Ale przedstawię Wam klaczkę, którą od wielu lat znam. Brda to małopolka, rocznik 85, ukończone 31 lat. Jako młodziak była w rękach prywatnych, następnie większość swojego życia spędziła w jednej stajni rekreacyjnej,gdzie miała zapewnione dożywocie. Niestety, los chciał inaczej i przez zdarzenia losowe stajnia przestała istnieć. Brdę zabrała dziewczyna, która na niej często jezdziła i tak Brda z dobrych rąk trafiła do...dobrych rąk  🏇. Ten koń trochę chyba wygrał w koniolotka. Obecnie nadal chodzi pod siodłem i jak jej się zapomni potrafi ponieść w terenie-taka z niej babcia  😂

To jedno z ostatnich zdjęć w stajni w której pracowała w rekreacji.

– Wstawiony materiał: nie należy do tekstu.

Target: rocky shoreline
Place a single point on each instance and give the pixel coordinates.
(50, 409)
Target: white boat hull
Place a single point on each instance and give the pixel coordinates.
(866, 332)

I obecne, tym razem bardziej statyczne  😉


Brzask   kucyk,kucyk...a to kawał s.........
22 sierpnia 2016 21:50
My z rudzisławem możemy dopisać się do kącika. I tu pytanie do was, czy wasze konie na emeryturce odstawione od treningów i jakiejś regularnej roboty też sie nudzą?

mój rudy jak dzisiaj znajoma poszła po swojego konia na padok z kantarem podszedł do niej i założył sobie go na głowe.

Już nie mówiąc o tym, że jak wchodzę na padok to łazi za mną i trąca mnie nosem a jak zobaczy, że kręcę sie pod stajnią ze sprzętem to przylatuje szalonym kłusem.

chodzi co prawda czasem w teren ale tak 1-2 razy w tygodniu...wcześniej chodził regularnie 5-6 razy
Moja 23 letnia klacz pod siodłem aktualnie chodzi tylko stępem- leczymy zmiany w ściegnach i jesteśmy zwyrodnieniowcami  🙁.  Czy jej się nudzi? Rzeczywiście, jak za długo postoi to młody duch się budzi  🤣.. Muszę powiedzieć, że trudno czasami utrzymać ją na prostej do stajni heh.
Słyszałam, że jak kiedyś obok wypuścili świeżo wyciętego  (spokojnie, spokojnie po dwóch tygodniach dopiero wrócił z kliniki) to ta w rui dostała takiego szału- bryki, galopy, z dupą na pastuch  😂. Muszę ją ruszać, nogi puchną.